The rational story that our unconscious keeps is full of winged beings such as dragons, hippogriffs, harpies and others. Among all of them, the Phoenix bird stands out; a bird with bright feathers and a long life that, as we know, is reborn from its own ashes. We also have the legend of Icarus, for whom his father, Daedalus, built wings to fly away from Crete. If we continue with the list, the angels of our mythological tradition also appear with wings on their backs, even in their satanic version.
More information
With such fantasies, in the year 852, equipped with a canvas as a parachute, the Muslim scholar Abbas Ibn Firnás decided to emulate the birds and jumped into the void from the minaret of the Mosque of Córdoba. Not happy with the result, he kept experimenting and, twenty years later, he would repeat the feat armed with two cloth-covered wooden wings. His fall caused him to break his legs. And it is that the fantasy of some has no limits when it comes to reaching the birds.
To continue with the same, in the eleventh century, Eilmer de Malmesbury, a Benedictine monk from the English Malmesbury Abbey, absorbed by the legend of Icarus that he believed to be real, built wings adapting them to the arms with a wooden structure. And he jumped from the top of one of the towers of the abbey. He flapped his wings and after managing to stay airborne for a few seconds, he finally fell to the ground, breaking his legs.
Remember that the invention of the motorless aerodyne began when a wise Muslim, a resident of Córdoba, decided to imitate the birds by jumping from a tower of the mosque
The flexible wing (1948) created by Francis Rogallo (NASA) to recover space capsules, which was discarded in favor of parachutes.NASA
Around 1250, Roger Bacon carried out the first scientific studies about the flying machine. And towards the end of the 15th century, Leonardo da Vinci was inspired by the wings of bats to project his ornithopter; a machine that would be pedaled into the air; a whole waste of anticipatory imagination that, at the beginning of the 19th century, the Swiss Jakob Degen perfected and put into practice with a hydrogen balloon to help in elevation.
However, it will not be until the end of the 19th century when the bird man approaches its almost definitive version with the studies of Otto Lilienthal included in his book The flight of birds as the basis of aviation, a work that includes the observations made by Otto and his brother Gustav from the flight of the storks, a bird that seemed to have been created with the purpose of serving as a model for the human being when it comes to achieving the dream of flying, as Antonio Martínez Ron collects in his book Algo new in heaven (Criticism, 2022).
Determined to put his theories into practice, Otto made a series of models that served to imitate storks in their flight. With determination, Otto Lilienthal would become famous for moving downwind on cloth wings. In one of those flights, the wind changed course and Otto would plummet, receiving the final blow that would cause his death.

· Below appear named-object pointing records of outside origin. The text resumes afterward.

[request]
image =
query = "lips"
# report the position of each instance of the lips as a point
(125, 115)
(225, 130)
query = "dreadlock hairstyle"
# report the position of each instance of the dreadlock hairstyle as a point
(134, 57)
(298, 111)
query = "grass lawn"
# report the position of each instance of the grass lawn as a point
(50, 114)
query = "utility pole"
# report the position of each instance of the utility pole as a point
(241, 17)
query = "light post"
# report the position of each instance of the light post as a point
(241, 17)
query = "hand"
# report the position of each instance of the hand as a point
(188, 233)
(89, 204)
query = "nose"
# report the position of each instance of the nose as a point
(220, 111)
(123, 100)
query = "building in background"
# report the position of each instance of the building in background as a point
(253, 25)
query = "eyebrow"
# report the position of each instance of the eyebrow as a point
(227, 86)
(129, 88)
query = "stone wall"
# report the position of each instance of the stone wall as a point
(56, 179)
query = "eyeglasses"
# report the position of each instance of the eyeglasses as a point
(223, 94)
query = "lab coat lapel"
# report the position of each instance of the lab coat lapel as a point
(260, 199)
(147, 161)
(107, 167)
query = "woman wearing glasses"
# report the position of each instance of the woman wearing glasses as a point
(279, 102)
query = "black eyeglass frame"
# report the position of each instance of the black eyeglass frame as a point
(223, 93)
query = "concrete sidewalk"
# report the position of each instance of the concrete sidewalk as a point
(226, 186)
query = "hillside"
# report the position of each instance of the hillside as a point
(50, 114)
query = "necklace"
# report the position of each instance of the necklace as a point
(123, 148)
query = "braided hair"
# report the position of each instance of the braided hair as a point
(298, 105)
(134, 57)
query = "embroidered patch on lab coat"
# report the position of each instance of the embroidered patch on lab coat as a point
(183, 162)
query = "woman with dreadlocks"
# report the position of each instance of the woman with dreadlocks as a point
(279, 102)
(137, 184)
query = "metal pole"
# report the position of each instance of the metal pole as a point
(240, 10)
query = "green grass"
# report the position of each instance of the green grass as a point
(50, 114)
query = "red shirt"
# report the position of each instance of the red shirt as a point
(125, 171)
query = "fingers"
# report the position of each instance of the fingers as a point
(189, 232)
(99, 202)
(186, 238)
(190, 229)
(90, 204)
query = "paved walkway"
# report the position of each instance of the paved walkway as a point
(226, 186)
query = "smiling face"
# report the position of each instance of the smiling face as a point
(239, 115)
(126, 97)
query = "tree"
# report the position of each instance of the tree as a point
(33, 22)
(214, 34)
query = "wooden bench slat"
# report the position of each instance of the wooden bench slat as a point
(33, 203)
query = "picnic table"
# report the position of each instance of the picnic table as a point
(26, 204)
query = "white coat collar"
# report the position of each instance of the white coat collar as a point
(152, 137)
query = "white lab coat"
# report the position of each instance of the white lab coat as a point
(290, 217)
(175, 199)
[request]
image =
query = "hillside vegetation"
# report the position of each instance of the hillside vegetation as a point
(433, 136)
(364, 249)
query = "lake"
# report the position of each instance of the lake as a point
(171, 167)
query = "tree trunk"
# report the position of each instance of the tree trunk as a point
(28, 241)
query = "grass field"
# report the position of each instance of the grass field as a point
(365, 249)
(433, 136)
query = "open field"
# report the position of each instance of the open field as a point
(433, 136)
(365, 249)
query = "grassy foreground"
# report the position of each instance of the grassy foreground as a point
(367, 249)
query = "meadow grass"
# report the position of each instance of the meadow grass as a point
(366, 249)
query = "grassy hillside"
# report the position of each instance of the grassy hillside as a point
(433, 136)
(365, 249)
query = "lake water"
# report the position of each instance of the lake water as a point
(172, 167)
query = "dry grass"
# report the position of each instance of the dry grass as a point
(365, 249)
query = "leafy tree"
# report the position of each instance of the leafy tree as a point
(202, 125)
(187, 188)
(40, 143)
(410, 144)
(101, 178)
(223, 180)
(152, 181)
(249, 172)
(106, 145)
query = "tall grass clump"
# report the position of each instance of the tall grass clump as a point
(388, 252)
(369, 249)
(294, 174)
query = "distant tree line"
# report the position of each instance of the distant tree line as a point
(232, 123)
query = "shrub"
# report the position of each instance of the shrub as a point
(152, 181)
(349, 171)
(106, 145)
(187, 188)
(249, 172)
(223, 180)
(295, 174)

In these summer days and clear skies in which the most daring people dare to do flying sports, it must be remembered that the invention of the motorless aerodyne is the sum of a lot of daring and a lot of broken bones that started a good day in the one in which a wise Muslim, a resident of Córdoba, decided to imitate the flight of birds by jumping from a tower of the mosque.
From here, the years will become centuries until Francis Rogallo, a NASA engineer, arrived to develop the flexible wing that John Dickenson adapted in 1963 to become what we know today as a hang glider.
The Stone Ax is a section where Montero Glez, with a desire for prose, exercises his particular siege of scientific reality to show that science and art are complementary forms of knowledge.